Улыбышев показывал Орленовым достопримеча­тельности города. Он провез их мимо театра, в кото­ром они еще не были, показал новый кинотеатр, рес­торан, завод, где собирались выпустить первые экзем­пляры его трактора. Его больше привлекали новые здания, на старину он смотрел равнодушно. Потом, взглянув на часы, погнал машину быстрее — было без четверти шесть.

2

Выставка новой электротехники для сельского хо­зяйства была организована в нескольких залах Дома партийного просвещения.

Конечно, Улыбышев был прав, трактор туда не затащишь, но почти все лаборатории нашли чем по­хвалиться перед зрителями. Были тут и светоловушки для насекомых, и высокочастотные установки для уничтожения сорняков во время пахоты, были и ма­кеты таких громоздких механизмов, как ветроэлектростанция, электрифицированная животноводческая ферма, — все то, что Орленову было уже знакомо.
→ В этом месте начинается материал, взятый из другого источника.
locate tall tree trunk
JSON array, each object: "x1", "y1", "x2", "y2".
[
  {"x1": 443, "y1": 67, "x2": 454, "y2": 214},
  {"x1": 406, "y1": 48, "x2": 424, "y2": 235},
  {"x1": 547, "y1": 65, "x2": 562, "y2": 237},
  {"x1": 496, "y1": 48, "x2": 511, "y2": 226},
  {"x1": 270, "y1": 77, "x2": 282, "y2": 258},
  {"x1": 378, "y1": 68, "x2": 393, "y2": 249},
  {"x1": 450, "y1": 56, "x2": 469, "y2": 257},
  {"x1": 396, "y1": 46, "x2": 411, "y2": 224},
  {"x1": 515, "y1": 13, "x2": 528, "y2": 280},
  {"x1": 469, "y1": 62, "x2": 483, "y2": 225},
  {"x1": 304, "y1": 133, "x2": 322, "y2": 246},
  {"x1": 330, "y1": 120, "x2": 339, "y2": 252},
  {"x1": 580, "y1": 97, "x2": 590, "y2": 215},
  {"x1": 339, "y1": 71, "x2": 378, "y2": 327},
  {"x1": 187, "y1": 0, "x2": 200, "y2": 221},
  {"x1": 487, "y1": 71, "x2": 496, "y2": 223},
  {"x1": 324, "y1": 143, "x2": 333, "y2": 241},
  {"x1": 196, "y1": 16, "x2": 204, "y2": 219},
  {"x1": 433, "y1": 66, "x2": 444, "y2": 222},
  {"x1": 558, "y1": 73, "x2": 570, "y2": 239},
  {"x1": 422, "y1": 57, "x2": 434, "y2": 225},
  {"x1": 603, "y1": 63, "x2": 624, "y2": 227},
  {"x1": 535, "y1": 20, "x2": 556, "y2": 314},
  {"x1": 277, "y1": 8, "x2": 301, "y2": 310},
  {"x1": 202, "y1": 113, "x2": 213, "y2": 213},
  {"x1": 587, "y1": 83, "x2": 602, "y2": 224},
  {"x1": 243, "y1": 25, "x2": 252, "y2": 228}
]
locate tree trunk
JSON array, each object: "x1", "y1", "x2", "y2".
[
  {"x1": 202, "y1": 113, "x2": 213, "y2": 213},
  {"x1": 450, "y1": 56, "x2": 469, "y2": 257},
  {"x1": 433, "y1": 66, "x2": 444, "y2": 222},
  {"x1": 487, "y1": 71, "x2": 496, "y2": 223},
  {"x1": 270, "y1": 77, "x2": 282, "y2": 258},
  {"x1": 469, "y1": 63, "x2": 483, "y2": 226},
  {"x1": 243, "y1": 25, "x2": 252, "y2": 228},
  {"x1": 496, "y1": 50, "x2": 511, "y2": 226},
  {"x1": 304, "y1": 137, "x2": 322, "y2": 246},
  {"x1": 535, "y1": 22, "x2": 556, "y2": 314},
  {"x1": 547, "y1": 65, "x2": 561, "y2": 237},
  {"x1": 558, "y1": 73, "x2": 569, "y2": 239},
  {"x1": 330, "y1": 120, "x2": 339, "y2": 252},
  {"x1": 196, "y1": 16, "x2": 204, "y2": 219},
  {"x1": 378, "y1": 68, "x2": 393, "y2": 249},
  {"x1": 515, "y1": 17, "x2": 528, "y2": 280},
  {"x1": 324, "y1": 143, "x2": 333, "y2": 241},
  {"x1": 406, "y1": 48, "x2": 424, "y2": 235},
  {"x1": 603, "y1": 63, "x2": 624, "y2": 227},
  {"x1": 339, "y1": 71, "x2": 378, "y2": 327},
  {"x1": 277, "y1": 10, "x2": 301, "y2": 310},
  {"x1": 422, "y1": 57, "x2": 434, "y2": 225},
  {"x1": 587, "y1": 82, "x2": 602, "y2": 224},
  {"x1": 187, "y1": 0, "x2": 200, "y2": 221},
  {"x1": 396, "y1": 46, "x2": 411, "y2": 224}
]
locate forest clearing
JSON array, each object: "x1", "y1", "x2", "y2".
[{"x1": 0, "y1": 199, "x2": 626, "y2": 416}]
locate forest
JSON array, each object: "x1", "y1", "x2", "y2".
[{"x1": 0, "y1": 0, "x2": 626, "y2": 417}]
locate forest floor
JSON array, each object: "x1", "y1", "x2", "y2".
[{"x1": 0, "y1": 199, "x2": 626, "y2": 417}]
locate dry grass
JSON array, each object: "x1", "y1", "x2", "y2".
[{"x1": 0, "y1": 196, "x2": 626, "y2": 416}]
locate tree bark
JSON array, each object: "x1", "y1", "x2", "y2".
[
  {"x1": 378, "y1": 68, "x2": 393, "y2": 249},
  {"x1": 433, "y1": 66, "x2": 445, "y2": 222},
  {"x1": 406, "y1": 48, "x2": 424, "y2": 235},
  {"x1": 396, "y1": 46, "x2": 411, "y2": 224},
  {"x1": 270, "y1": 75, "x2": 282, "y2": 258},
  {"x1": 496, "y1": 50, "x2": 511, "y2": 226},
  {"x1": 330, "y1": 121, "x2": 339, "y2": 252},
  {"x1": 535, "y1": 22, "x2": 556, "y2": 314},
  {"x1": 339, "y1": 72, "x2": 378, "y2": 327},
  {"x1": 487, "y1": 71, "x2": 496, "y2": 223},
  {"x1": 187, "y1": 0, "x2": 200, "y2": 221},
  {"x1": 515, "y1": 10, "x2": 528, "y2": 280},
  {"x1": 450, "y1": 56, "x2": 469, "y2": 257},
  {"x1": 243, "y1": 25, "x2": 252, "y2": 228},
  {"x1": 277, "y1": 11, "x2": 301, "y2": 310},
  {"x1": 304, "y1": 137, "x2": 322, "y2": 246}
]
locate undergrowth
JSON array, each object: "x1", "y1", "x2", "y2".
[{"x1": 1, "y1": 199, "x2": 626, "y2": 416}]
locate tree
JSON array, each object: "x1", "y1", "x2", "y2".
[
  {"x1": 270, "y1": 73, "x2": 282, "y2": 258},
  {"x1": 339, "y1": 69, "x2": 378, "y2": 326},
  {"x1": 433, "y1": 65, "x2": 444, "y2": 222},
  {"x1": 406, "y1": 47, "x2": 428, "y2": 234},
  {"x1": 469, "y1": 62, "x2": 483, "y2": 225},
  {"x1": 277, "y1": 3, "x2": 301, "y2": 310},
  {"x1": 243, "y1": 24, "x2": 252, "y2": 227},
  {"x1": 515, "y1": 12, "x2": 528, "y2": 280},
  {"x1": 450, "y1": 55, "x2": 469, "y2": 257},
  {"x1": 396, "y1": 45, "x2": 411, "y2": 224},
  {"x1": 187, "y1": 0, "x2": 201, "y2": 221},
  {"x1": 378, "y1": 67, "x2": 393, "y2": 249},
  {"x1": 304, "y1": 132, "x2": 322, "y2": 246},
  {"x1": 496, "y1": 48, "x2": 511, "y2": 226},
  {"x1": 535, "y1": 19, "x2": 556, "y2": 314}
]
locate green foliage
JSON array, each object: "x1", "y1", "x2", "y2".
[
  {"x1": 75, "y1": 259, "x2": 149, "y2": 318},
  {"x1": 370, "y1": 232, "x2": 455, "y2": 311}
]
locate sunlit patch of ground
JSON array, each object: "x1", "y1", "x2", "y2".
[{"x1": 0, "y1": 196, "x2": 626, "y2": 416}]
Возле каждого стенда дежурили сотрудники лабо­раторий, там и тут слышались дотошные расспросы: это приглашенные на выставку председатели колхозов и колхозные электрификаторы — новая профессия в деревне! — допытывались, как устроен тот или другой механизм. Но большинство посетителей здесь не за­держивалось — спешило в зрительный зал, где дол­жен был состояться обзорный доклад. И Орленов вдруг понял, как много ждут от него посетители вы­ставки. Улыбышев, шедший рядом с ним по залу, со значением пожал ему руку, шепнул: «Ни пуха ни пера!» — и легонько подтолкнул к дверям зала. Ему тоже хотелось, чтобы доклад оказался удачным.

Орленов рассмотрел зал только с эстрады.

В первом ряду сидел Далматов. Улыбышев и Нина заняли места во втором ряду. Марина отделилась от них. Ее зеленое платье он отыскал только в середине своего выступления. Она сидела одна на полутемных хорах зала, опершись локтями на барьер и опустив подбородок на скрещенные кисти рук. Потом он ча­сто взглядывал на нее, но она ни разу не переме­нила позы. Это могло быть и от заинтересованности лекцией и от полного безразличия к его словам. И ему захотелось, чтобы доклад ей понравился.

Большую часть времени, как это и было задумано, Орленов отдал электрическому трактору. Свои слова он иллюстрировал схемами, диаграммами, фотогра­фиями. Он чувствовал, что слушатели взволновались новыми перспективами техники в земледелии не мень­ше, чем он сам, когда стал свидетелем работы трак­тора. Далматов даже приподнялся, разглядывая ил­люстративный материал. Орленов рассказывал точно, скупо, но столько поэзии и умных догадок было в са­мой работе ученых, о которой он говорил, что между ним и слушателями сразу возник невидимый и необъ­яснимый контакт, заставляющий настроиться друже­любно. Постепенно речь его усиливалась, неожидан­ные сравнения и меткие слова вызывали в зале жи­вую реакцию, и он понял, что доклад удался.

Отвечая на записки, Орленов увидел среди них такую: «Хотел бы поконсультироваться с вами. Инже­нер Пустошка. Я подойду к вам после окончания лек­ции».

По тону, в каком была составлена эта записка, Андрей понял, что автор ее не из тех праздных любо­пытных, которые надоедают лектору своими замечаниями и советами, если лекция им понравилась, и спе­шат высказать оскорбительное сожаление, если она не удалась. То, как незнакомец подчеркнул свою дело­вую профессию, тот уважительный тон, в котором он испрашивал консультацию у ученого, — все это ему по­нравилось. И, прочитав ее, он окинул глазами зал, словно надеялся вот так сразу узнать того, кто ищет встречи с ним, как если бы Пустошка мог подать не­кий масонский знак или должен был глядеть с осо­бой искательностью. Среди полутораста обращенных к нему лиц он, конечно, не угадал, кто из них незна­комый инженер, и поторопился закончить ответы.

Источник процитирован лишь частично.